ECE 466 - Compilers


Resources

The optional text for this class is "The Dragon Book":

Aho, Alfred V., Lam, Monica S., Sethi, Ravi and Ullman, Jeffrey D.: Compilers: Principles, Techniques, and Tools.. 2nd edition. Addison-Wesley, 2006.

The first edition of the textbook is also quite workable, especially for the earlier units of this course.

Students might find the O'Reilly book on Lex and Yacc (two tools which are used to automate the front-end of the compiler) helpful. However, much of the information in this book is dated and available for free online or in the man pages, which students should absolutely read thoroughly!

The make program will prove very useful in developing the compiler.
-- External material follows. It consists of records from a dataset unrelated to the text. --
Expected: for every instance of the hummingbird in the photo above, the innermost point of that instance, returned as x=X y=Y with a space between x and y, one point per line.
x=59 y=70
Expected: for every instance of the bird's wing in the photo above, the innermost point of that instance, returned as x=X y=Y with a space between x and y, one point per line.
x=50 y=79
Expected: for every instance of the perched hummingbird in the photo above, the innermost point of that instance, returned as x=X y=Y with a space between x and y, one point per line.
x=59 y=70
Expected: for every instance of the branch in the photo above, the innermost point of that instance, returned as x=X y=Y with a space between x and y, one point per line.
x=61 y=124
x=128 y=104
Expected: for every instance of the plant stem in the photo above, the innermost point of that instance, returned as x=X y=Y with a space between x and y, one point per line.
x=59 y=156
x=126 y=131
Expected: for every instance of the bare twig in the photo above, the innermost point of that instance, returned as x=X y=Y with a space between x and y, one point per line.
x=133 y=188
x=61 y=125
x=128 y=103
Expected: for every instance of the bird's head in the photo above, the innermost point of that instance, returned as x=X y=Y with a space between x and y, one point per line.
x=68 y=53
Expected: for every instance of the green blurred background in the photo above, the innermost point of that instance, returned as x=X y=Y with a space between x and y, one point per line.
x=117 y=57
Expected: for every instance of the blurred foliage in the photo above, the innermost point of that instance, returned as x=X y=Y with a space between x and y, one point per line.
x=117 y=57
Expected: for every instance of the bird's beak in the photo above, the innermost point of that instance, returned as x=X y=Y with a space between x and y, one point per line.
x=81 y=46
There is an O'Reilly book on make, but again for the purposes of this project, there is enough free information available online.
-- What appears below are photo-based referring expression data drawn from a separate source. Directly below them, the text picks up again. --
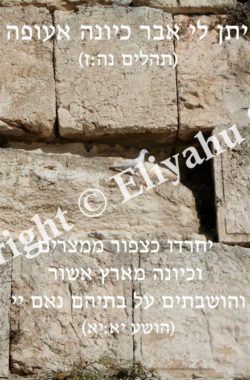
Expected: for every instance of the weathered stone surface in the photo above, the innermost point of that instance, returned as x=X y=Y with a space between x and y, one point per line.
x=50 y=339
x=175 y=6
x=213 y=79
x=27 y=96
x=188 y=6
x=232 y=188
x=40 y=183
x=210 y=343
x=53 y=4
x=5 y=295
x=103 y=101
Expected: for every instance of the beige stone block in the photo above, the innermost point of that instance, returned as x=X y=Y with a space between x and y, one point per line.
x=5 y=299
x=232 y=192
x=27 y=95
x=207 y=342
x=114 y=101
x=188 y=6
x=213 y=79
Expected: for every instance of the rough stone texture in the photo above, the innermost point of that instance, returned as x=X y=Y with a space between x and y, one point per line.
x=59 y=343
x=232 y=173
x=5 y=298
x=53 y=4
x=213 y=79
x=210 y=343
x=188 y=6
x=52 y=181
x=175 y=6
x=27 y=96
x=115 y=100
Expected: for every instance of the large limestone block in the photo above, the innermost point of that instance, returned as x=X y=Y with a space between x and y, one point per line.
x=27 y=96
x=106 y=101
x=52 y=4
x=213 y=79
x=37 y=183
x=232 y=190
x=50 y=339
x=188 y=6
x=5 y=296
x=207 y=342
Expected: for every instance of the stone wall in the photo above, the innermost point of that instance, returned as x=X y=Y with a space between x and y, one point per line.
x=62 y=127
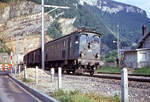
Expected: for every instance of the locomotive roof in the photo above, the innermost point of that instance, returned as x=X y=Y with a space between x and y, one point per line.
x=77 y=31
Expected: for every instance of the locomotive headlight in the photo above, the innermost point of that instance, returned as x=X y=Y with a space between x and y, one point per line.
x=97 y=55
The definitive reference for the C language is the ISO standard. The 1999 standard introduced a number of language extensions, some of which we may chose to ignore in class. A working draft of that standard was openly available and a copy may be downloaded here. A more recent revision known as "C11" which was adopted in 2011 is here

For the purposes of this course, in which we are not actually trying to build a production compiler, any of these standards can be used for reference.

Another recommended book is:
Harbison, Samuel P and Steele, Guy L.: C: A reference manual. 5th edition. Prentice Hall, 2006.
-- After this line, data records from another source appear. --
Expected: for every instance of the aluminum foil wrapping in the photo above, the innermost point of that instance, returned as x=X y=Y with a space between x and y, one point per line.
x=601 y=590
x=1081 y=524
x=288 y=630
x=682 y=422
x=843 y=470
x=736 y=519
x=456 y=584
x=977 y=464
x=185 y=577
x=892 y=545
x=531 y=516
This is basically a regurgitation of the ISO C standard, but with better examples and explanations, and a discussion of backwards compatibility issues with ANSI C (1989 standard) and classic K&R C.

Expectations

This is a graduate-level course. Student are expected to do the necessary readings and research on their own. Lecture notes will be posted here, but they do not comprise the entirety of the course material for which the student is responsible. The course is divided into several units, outlines of which are presented below. These units will not necessarily be confined to a single week.
Note: lecture notes are in PostScript, which can be output directly to any PostScript printer, or viewed with a free viewer such as ghostscript. Assignments may be in text or PostScript form.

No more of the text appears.